Cross-technology interference is a major threat to the dependability of low-power wireless communications. Powerful wireless technologies such as Wi-Fi tend to dominate the RF channel and unintentionally destroy low-power wireless communications from resource-constrained technologies such as ZigBee, leading to severe coexistence issues. To address these issues, existing schemes make ZigBee nodes individually assess the RF channel’s availability or let Wi-Fi appliances blindly reserve the medium for the transmissions of low-power devices. Without a two-way interaction between devices making use of different wireless technologies, these approaches achieve inefficient network performance or work in limited scenarios. In this paper we propose BiCord, a bidirectional coordination scheme in which resource-constrained wireless devices such as ZigBee nodes and powerful Wi-Fi appliances coordinate their activities to increase coexistence and enhance network performance. Specifically, in BiCord, ZigBee nodes directly request channel resources from Wi-Fi devices, who then reserve the channel for ZigBee transmissions on-demand. This interaction continues until the transmission requirement of ZigBee nodes is learned and fulfilled by Wi-Fi devices. This way, BiCord avoids unnecessary channel allocations, maximizes the availability of the spectrum, and minimizes transmission delays. We evaluate BiCord on off-the-shelf Wi-Fi and ZigBee devices. The results show that BiCord increases channel utilization by up to 50.6% and reduces the average transmission delay of ZigBee nodes by 84.2% compared to state-of-the-art approaches. This work appears in ICDCS 2021.
Intelligent utilization of the spectrum is critical for ZigBee to survive through the dense wireless network environment.

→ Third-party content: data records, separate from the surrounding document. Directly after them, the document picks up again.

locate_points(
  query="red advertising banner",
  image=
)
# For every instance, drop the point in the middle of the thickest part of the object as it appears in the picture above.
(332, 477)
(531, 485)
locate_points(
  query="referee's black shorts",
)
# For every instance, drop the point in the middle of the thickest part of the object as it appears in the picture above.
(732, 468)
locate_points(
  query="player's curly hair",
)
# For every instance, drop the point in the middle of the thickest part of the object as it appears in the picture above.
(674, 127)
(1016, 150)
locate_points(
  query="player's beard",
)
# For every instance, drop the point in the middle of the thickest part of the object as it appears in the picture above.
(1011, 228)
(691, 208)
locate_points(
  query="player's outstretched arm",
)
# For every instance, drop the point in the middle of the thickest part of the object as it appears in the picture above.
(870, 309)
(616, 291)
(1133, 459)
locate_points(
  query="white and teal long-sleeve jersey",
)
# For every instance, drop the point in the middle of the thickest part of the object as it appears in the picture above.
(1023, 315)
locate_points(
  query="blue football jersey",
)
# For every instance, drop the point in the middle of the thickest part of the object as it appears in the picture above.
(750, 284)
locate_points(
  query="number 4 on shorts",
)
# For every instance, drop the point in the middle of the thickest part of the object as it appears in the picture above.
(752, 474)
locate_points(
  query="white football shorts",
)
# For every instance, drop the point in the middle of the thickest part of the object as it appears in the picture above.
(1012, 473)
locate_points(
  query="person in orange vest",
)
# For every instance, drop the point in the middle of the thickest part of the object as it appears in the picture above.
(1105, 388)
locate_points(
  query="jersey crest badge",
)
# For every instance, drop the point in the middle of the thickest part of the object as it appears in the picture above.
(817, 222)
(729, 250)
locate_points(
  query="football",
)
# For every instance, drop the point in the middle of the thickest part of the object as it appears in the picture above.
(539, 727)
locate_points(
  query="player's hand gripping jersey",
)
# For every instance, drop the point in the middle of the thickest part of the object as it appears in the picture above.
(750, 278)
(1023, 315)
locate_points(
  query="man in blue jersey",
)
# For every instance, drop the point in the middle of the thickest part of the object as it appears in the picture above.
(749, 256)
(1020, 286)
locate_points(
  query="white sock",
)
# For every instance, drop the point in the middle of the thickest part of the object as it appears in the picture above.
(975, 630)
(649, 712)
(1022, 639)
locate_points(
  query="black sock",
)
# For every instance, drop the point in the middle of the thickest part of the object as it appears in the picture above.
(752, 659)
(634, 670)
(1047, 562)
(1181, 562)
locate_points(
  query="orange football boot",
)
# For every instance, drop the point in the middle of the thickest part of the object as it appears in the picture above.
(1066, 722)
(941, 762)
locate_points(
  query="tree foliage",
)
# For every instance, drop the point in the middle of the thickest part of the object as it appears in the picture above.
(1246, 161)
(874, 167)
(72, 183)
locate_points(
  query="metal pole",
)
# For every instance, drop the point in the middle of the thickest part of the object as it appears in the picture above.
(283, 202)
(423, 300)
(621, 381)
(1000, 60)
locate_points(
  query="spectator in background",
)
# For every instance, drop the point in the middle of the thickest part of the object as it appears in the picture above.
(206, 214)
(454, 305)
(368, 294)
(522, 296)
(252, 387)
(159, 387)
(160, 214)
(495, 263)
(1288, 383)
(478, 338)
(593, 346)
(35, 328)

Our design, named Smoggy-Link, enables a ZigBee node to concurrently transmit data under the ongoing interference (such as Wi-Fi and Bluetooth). Realizing the relationship between interference and link quality, Smoggy-Link can use low-cost interference information for effective link selection and transmission schedule. The experiment results under both controlled environment and real-world environment show that Smoggy-Link has consistent improvements in both throughput and packet reception ratio under interference from various interferer types. This work appears in ICNP 2016 and TMC.
To save energy, wireless sensor networks often run in a low duty cycle mode, where the radios of sensor nodes are scheduled between ON and OFF states. For nodes to communicate with each other, Low Power Listening (LPL) and Low Power Probing (LPP) are two types of rendezvous mechanisms. Nodes with LPL or LPP rely on signal strength or probe packets to detect potential transmissions, and then keep the radio-on for communications. Unfortunately, in coexisting environments, signal strength and probe packets are susceptible to interference, resulting in undesirable radio on time when the signal strength of interference is above a threshold or a probe packet is interfered. To address the issue, we propose ZiSense, an energy efficient rendezvous mechanism which is resilient to interference. Instead of checking the signal strength or decoding the probe packets, ZiSense detects the existence of ZigBee transmissions and wakes up nodes accordingly. On sensor nodes with limited information and resource, we carefully study and extract short-term features purely from the time-domain RSSI sequence, and design a rule-based approach to efficiently identify the existence of ZigBee. Based on accurate identification, ZiSense is able to wake up nodes only when there is valid ZigBee transmission on the channel and therefore avoid the false wakeups.